A constituição do código do poder significa, em outras palavras, que um sistema administrativo é organizado juridicamente mediante a estruturação de âmbitos de competência que autorizam a tomada de decisões coletivamente vinculantes (HABERMAS, 1998, p. 217). Por isso o Direito é, no entender de Habermas, “o meio através do qual o poder comunicativo se transforma em administrativo” (HABERMAS, 1998, p. 217). Essa transformação ou tradução de poder comunicativo em administrativo tem, justamente, o sentido daquela atribuição legal de competência ou de outorga de poder, no interior do sistema administrativo.

E, por fim, ao considerar nesses termos o papel do Direito como meio de transformação ou tradução do poder comunicativo em administrativo, qual seria, para Habermas, o modo adequado, à Teoria do Discurso, de compreensão da ideia do Estado de Direito? Segundo ele:

“Podemos, então, interpretar a ideia do Estado de Direito, genericamente, como a exigência de que o sistema administrativo, que é regido pelo código do poder, se vincule ao poder comunicativo de formação do Direito e se mantenha livre das interferências diretas do poder social, ou seja, da força factual que têm os interesses privilegiados de se imporem. O poder administrativo não deve reproduzir a si mesmo, mas tão só é a ele permitido se regenerar a partir da transformação do poder comunicativo. Em última análise, essa transferência é o que o Estado de Direito deve regular, todavia mantendo intacto o código do poder e assim a auto-regulação do sistema administrativo. O que em termos sociológicos, pois, significa que a idéia do Estado de Direito não faz senão esclarecer o aspecto político do estabelecimento de um equilíbrio entre as três forças de integração [da sociedade][9]: o dinheiro, o poder administrativo e a solidariedade.” (HABERMAS, 1998, p. 218)


Notas e Referências:

[1] Uma versão deste texto encontra-se na obra ALVES; CATTONI DE OLIVEIRA; GOMES (2013, p. 99-109). Este texto, assim como o livro, é dedicado à Theresa Calvet de Magalhães.

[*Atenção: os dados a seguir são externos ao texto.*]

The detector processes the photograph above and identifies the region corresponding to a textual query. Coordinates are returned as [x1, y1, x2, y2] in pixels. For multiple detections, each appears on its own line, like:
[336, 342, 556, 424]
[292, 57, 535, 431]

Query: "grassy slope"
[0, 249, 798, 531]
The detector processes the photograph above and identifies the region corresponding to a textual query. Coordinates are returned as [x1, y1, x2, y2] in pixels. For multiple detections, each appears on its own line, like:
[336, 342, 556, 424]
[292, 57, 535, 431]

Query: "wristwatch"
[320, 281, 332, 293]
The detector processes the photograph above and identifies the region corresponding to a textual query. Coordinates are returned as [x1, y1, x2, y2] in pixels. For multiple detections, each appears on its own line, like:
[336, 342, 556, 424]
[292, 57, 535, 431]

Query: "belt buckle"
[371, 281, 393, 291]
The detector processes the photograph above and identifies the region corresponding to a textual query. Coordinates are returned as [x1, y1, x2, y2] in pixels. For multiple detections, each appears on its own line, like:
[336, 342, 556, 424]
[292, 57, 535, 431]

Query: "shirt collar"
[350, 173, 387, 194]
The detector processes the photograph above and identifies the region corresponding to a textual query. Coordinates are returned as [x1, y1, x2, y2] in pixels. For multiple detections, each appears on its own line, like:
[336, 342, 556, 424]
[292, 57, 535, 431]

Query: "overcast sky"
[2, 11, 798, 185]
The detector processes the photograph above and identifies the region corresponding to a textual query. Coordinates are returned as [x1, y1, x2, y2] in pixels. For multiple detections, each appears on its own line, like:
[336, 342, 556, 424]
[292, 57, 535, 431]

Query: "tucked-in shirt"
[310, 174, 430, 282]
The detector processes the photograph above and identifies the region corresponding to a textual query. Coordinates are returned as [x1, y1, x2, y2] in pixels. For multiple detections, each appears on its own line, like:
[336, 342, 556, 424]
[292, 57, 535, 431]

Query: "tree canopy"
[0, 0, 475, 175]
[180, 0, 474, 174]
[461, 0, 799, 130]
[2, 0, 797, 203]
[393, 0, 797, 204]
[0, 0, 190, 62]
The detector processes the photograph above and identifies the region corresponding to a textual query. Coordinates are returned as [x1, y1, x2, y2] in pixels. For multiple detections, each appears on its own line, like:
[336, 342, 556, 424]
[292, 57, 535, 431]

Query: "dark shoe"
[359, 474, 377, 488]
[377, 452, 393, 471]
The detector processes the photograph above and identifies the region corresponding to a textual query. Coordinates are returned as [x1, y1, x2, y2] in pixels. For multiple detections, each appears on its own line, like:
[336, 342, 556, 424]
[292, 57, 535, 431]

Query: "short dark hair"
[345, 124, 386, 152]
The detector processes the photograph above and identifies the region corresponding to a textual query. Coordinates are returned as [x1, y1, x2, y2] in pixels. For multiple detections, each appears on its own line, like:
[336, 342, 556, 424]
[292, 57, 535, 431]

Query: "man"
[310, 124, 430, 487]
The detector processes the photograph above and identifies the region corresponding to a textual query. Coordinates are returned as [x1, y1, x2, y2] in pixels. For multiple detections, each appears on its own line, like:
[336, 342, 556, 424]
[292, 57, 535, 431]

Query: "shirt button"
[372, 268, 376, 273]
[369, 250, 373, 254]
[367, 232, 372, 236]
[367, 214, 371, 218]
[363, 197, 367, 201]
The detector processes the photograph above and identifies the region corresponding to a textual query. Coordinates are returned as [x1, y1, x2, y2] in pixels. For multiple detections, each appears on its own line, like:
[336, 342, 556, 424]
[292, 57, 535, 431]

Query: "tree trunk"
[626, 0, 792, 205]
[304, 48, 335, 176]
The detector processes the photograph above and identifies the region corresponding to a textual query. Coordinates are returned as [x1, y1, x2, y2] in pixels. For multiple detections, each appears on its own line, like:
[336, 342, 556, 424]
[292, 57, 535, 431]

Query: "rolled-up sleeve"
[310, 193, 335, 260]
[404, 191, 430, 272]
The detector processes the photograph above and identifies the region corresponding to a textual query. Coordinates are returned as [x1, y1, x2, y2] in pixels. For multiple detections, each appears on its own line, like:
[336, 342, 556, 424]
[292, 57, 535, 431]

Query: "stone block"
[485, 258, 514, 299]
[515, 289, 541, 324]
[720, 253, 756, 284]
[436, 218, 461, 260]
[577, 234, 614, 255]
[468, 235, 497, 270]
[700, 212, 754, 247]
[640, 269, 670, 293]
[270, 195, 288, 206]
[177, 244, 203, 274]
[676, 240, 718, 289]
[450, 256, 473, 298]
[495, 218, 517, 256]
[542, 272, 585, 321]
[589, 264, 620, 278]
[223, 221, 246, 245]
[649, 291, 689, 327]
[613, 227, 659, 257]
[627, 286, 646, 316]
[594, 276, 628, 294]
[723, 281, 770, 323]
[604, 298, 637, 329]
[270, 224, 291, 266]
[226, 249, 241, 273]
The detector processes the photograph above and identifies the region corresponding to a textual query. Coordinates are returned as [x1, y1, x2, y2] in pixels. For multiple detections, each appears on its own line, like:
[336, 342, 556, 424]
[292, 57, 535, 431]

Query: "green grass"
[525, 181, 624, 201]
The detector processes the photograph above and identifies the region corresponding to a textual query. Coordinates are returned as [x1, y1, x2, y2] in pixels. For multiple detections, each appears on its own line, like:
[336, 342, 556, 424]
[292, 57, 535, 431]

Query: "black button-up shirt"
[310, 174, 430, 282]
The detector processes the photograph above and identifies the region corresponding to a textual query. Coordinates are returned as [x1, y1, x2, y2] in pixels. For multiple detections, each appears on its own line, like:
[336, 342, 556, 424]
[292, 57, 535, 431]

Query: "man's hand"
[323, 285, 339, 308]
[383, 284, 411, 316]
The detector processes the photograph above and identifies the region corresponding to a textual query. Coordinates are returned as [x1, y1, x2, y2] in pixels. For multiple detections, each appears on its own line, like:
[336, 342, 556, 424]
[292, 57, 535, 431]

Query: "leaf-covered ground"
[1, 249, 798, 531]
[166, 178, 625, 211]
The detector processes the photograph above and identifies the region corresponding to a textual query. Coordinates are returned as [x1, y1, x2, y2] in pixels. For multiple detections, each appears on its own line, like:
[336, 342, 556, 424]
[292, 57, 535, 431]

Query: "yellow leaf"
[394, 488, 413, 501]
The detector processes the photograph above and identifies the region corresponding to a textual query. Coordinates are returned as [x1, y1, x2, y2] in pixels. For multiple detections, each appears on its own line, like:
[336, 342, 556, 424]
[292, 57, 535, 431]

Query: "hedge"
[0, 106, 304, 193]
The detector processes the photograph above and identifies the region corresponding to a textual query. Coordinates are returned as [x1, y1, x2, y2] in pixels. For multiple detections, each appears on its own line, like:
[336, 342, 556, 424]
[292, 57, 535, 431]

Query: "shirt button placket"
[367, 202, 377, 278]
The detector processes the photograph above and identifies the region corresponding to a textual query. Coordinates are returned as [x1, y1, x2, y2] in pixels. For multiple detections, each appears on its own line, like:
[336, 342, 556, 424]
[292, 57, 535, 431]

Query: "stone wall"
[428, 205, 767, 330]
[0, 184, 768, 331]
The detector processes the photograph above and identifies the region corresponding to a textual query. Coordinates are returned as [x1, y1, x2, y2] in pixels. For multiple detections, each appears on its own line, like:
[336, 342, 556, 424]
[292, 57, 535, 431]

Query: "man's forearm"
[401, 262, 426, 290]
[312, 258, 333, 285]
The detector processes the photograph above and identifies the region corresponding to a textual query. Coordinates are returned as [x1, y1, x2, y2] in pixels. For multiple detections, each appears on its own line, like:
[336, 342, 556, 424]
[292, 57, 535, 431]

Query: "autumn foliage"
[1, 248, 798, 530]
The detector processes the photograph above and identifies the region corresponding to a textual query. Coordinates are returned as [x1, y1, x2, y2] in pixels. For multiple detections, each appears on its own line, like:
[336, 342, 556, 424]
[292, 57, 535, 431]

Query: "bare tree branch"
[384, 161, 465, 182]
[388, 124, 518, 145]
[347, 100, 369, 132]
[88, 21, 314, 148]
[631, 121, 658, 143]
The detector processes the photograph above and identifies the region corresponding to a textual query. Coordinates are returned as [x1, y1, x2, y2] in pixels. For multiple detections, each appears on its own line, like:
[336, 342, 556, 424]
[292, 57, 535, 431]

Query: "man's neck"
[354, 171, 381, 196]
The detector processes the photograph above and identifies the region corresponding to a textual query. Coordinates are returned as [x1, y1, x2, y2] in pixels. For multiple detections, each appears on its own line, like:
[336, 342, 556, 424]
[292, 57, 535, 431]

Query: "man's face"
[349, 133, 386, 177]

[2] Vale a pena comparar com o modo com que Habermas anteriormente concebia a relação entre Direito, Moral e Política, assim como a ideia do Estado de Direito, em meados dos anos 80, a partir de uma certa subordinação do Direito à Moral, em HABERMAS, Jürgen. Derecho y Moral (Tanner Lectures 1986) In HABERMAS, 1998, p.535-587, especialmente, p.571-587. Em Facticidad y Validez, Direito e Moral são co-originários e complementares, o princípio democrático – um princípio institucional - e o princípio moral – uma “norma de argumentação” - são compreendidos como formas distintas de aplicação do princípio do discurso, não bastando, pois, uma relação de não-contradição entre normas jurídicas e morais para a garantia da legitimidade do Direito. Sobre isso, ver HABERMAS, 1998, p. 169-184.

[3] Vale comparar com o modo com que anteriormente Habermas criticava Arendt em HABERMAS, 1975, p.205-222.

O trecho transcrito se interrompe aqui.